How to License a New Product. As an inventor, you may not have the capacity to manufacture and distribute a product you invent that's in high demand. If that's the case, you can license out your product to a larger, more capable, corporation. That company, the licensee, buys out the rights and patents to your product, plus pays you royalties on the product sales, usually ranging from three to ten percent. The steps below will guide you through the licensing process.
Finish all of the initial required tasks for your product before licensing it out, including patents, prototype production, information and tests on your target market, details on how the invention works, and a list of goals for the product.
Determine if you want an exclusive or nonexclusive license. With an exclusive license, you work with only one licensee (the company manufacturing your product) and a nonexclusive license gives you the ability to license your invention to more than one company.

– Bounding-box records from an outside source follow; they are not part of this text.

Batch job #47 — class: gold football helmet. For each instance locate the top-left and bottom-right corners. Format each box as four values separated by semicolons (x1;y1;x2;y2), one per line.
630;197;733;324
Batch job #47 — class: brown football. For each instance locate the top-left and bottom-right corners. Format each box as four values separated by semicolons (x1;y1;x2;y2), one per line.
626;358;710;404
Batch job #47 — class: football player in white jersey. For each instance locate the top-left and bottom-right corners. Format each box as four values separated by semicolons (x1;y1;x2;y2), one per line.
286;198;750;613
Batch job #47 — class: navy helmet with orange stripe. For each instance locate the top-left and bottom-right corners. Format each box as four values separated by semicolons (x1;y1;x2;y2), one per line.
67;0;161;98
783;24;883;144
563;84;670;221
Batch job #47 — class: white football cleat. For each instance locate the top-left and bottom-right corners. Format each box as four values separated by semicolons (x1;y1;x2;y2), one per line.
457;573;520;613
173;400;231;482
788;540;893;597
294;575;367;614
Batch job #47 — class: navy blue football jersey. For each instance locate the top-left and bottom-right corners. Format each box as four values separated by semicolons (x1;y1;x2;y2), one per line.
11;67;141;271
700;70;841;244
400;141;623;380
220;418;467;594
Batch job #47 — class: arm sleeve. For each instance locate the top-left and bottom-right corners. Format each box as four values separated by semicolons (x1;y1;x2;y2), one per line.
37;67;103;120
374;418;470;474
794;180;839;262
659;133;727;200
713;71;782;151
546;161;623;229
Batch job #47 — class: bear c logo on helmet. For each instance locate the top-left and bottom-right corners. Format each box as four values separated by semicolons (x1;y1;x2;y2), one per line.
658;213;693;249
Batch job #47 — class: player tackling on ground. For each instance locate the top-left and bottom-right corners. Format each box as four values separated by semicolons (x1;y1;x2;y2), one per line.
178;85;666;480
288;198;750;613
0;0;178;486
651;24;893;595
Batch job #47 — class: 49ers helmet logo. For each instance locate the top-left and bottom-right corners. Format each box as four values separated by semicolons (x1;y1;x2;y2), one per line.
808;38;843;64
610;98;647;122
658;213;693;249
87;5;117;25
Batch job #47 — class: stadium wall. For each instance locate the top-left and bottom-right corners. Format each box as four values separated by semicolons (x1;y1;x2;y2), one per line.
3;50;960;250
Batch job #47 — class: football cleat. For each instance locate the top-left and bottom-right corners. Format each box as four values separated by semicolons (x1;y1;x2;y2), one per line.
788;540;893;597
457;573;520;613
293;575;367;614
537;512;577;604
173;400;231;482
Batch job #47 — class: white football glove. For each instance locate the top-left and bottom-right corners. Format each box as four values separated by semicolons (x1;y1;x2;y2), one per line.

Calculate the value of the license agreement. Determine the value by comparing your product to similar products in the same market, the cost of developing the product and/or the profit margin the invention could earn when sold.
Search for companies (about 20 to 100) that might have interest in licensing, producing and selling your product (see Resources below). Stick with companies that already sell similar products to yours and find out who the licensing contact person is for each company.
Prepare a professional packet to send to each company, including a letter briefly explaining your product and your personal requirements for a licensing agreement with that company. Also consider including some preliminary drawings of the invention to get their attention.
Include a Confidentiality Agreement in the licensing package you send to potential licensees. Require that a person of authority within the company, or the company's in-house counsel, sign the Confidentially Agreement before you divulge details about the product.
Consult with a business attorney prior to revealing details about your invention to a company. Once you decide on a licensee or two, hire the attorney to assist you with negotiating and drawing up a licensing agreement with the company.